Sabtu, 04 Januari 2014

Berharap



“Kabarnya gimana dek?” tanya seorang teman yang sudah menjadi abangku, di whats app.
“Baik bang.. Alhamdulillah” jawabku.
“Bukan nanya kabar kamu.. Kabar dia maksud abang” tulisnya.
“Ohh.. kabarnya baik kok bang. Dia sedang merindu sepertinya” balasku.
“Iyya. Abang tau. Abang pantau dia di TL kok dek.”
“Jadi kelanjutannya gimana?” tanya abang lagi.
“Menurut abang gimana? Yang abang liat gimana?” tanyaku balik.
“Abang liatnya kalian itu saling menyembunyikan. Sama-sama suka tapi ga ada yang ngomong”
“Kalian sudah punya hubungan?”
“Kejauhan itu maah..” jawabku.
“Jadi gimana dong? Masih sepeti yang dulu? Atau kalian diem-dieman?”
Pertanyaan abang combo kali ini.
“Kita diem-dieman bang” balasku singkat.
“Atau lebih tepatnya aku yang menghindar, Bang” gumamku dalam hati.
“Dooh.. kok bisa gitu? Ada masalah?”
“Hahaha.. ga ada kok abang..”
“Kamu jadi ngomong ke dia?”
“Ngga jadi bang. Dia juga ga pernah bilang. Teman-teman udah pada tau sepertinya dan itu ga nyaman buat saya. >,<”
“Jadi kamu ngarep dek??”
“NGGAAAA baaaanggg..! Saya ga ngarep” Balas ku segera setelah membaca pesan sebelumnya. 
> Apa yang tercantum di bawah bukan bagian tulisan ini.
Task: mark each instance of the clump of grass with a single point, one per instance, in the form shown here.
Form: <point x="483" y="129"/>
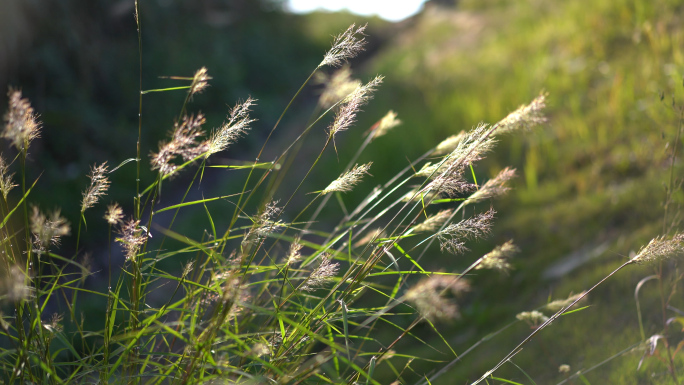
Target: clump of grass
<point x="263" y="297"/>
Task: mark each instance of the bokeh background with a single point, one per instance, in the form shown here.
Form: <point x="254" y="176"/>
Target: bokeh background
<point x="591" y="181"/>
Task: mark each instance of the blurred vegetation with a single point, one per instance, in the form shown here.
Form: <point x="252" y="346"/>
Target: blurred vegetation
<point x="591" y="183"/>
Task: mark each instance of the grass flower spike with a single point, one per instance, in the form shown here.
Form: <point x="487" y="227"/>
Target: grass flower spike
<point x="325" y="271"/>
<point x="337" y="87"/>
<point x="452" y="238"/>
<point x="184" y="144"/>
<point x="21" y="122"/>
<point x="493" y="187"/>
<point x="200" y="81"/>
<point x="47" y="231"/>
<point x="345" y="46"/>
<point x="99" y="183"/>
<point x="230" y="132"/>
<point x="6" y="184"/>
<point x="661" y="248"/>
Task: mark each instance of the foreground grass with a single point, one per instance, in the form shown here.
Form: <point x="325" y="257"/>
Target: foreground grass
<point x="592" y="182"/>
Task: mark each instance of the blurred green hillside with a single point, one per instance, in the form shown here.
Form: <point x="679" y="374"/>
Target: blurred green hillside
<point x="592" y="183"/>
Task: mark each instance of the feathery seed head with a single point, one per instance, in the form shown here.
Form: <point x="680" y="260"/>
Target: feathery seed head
<point x="345" y="115"/>
<point x="6" y="184"/>
<point x="498" y="258"/>
<point x="661" y="248"/>
<point x="21" y="122"/>
<point x="453" y="237"/>
<point x="385" y="124"/>
<point x="114" y="214"/>
<point x="348" y="180"/>
<point x="184" y="144"/>
<point x="493" y="188"/>
<point x="337" y="87"/>
<point x="450" y="185"/>
<point x="294" y="254"/>
<point x="467" y="150"/>
<point x="345" y="46"/>
<point x="325" y="271"/>
<point x="418" y="195"/>
<point x="263" y="224"/>
<point x="230" y="132"/>
<point x="47" y="231"/>
<point x="99" y="183"/>
<point x="525" y="117"/>
<point x="131" y="238"/>
<point x="428" y="297"/>
<point x="200" y="81"/>
<point x="434" y="222"/>
<point x="533" y="318"/>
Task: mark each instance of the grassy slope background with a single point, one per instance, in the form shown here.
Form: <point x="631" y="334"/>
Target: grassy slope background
<point x="592" y="182"/>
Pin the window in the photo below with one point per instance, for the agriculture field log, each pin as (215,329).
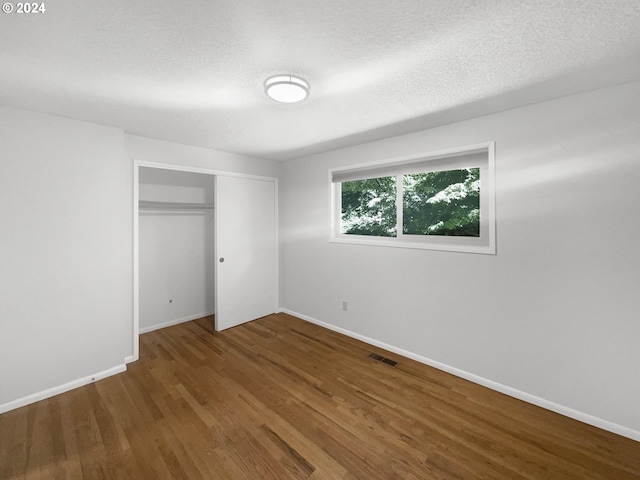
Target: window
(442,201)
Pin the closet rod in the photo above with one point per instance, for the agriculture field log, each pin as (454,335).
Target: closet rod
(153,205)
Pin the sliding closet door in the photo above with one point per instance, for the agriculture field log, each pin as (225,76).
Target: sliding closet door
(245,235)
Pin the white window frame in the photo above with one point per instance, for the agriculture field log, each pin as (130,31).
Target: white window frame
(472,156)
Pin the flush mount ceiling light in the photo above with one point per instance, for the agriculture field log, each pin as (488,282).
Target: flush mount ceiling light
(286,88)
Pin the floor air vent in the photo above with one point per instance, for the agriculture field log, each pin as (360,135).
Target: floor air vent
(381,359)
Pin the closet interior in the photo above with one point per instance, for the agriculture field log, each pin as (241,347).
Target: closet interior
(176,247)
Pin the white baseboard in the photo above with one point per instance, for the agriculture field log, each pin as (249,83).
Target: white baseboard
(171,323)
(512,392)
(51,392)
Lama kutunggu balasan tapi abangku sepertinya sudah tertidur. Kubaca sekali lagi pertanyaan abangku yang terakhir. Hufft.. “Andai saja hanya aku yang berharap mungkin jauh lebih baik. Setidaknya aku tidak menyakiti orang lain dan hanya menyakiti diriku sendiri. Namun sayangnya, dia yang berharap padaku sementara aku sendiri malah mengharapkan orang lain” gumamku, berbicara sendiri pada hapeku. 


#BelajarFlashFiction 

Rabu, 01 Januari 2014

Keputusan Sementara


Keputusan sementara akhirnya tercipta juga. Keputusan yang terlahir dari sebuah keterpaksaan keadaan. 

30 desember 2013 kemarin, sebuah kabar tidak mengenakkan kudapatkan. Pukul 21.00, setelah berbicara panjang lebar dengan Bapak Kos, terpilihlah sebuah kata bahwa saya harus pindah. Sebuah kabar yang sangat tidak mengenakkan dimalam itu. Sangat tidak mengenakan lagi karena sehari sebelumnya saya sudah menerima kata “acc” untuk memperpanjang waktu di Makassar dari orang tua saya. Dua orang teman yang pada saat itu tengah makan malam bersama saya, tampak sedikit kecewa akan hasil yang saya dapatkan. Janji memberikan kabar gembira ke mereka ternyata batal seiring dengan lahirnya kata pindah tadi. Sambil menunggu mie ayam kami datang, saya dan juga kedua teman dekat saya tersebut mencari tempat ntah itu sekedar menitipkan barang milik saya ataukah sebuah tempat kos-kosan baru untuk saya. Akhirnya, setelah mencari beberapa solusi, diputuskanlah barang saya hanya akan dititip sementara sampai saya mendapatkan tempat baru. Dititip dimana? Dititipkan ke salah seorang teman yang baik hati, kalem dan betul-betul ditakdirkan sebagai penolong saya sementara. Kenapa saya sampai mengatakan hal itu? Karena pada jam sebelumnya, saya tanpa angin tanpa badai meminta nomor hape beliau untuk saya save --- saya bukan seorang yang mau meminta nomor hape dan sayapun termasuk dalam kategori orang yang sangat malas untuk menyimpan nomor hape. Pikiran saya waktu itu hanya sebatas ingin mengirimkan sms minta maaf dimalam hari (saya banyak dosanya ke beliau.red) sebelum tidur, tapi ternyata Allah maunya yang lain. Allah menakdirkan saya mengirimkan sms permintaan tolong ke beliau. --untuk mengetahui bagaimana saya sebelum mengirim sms minta tolong, silahkan tanyakan pada dua orang yang makan mie ayam bersama saya malam itu—(blush).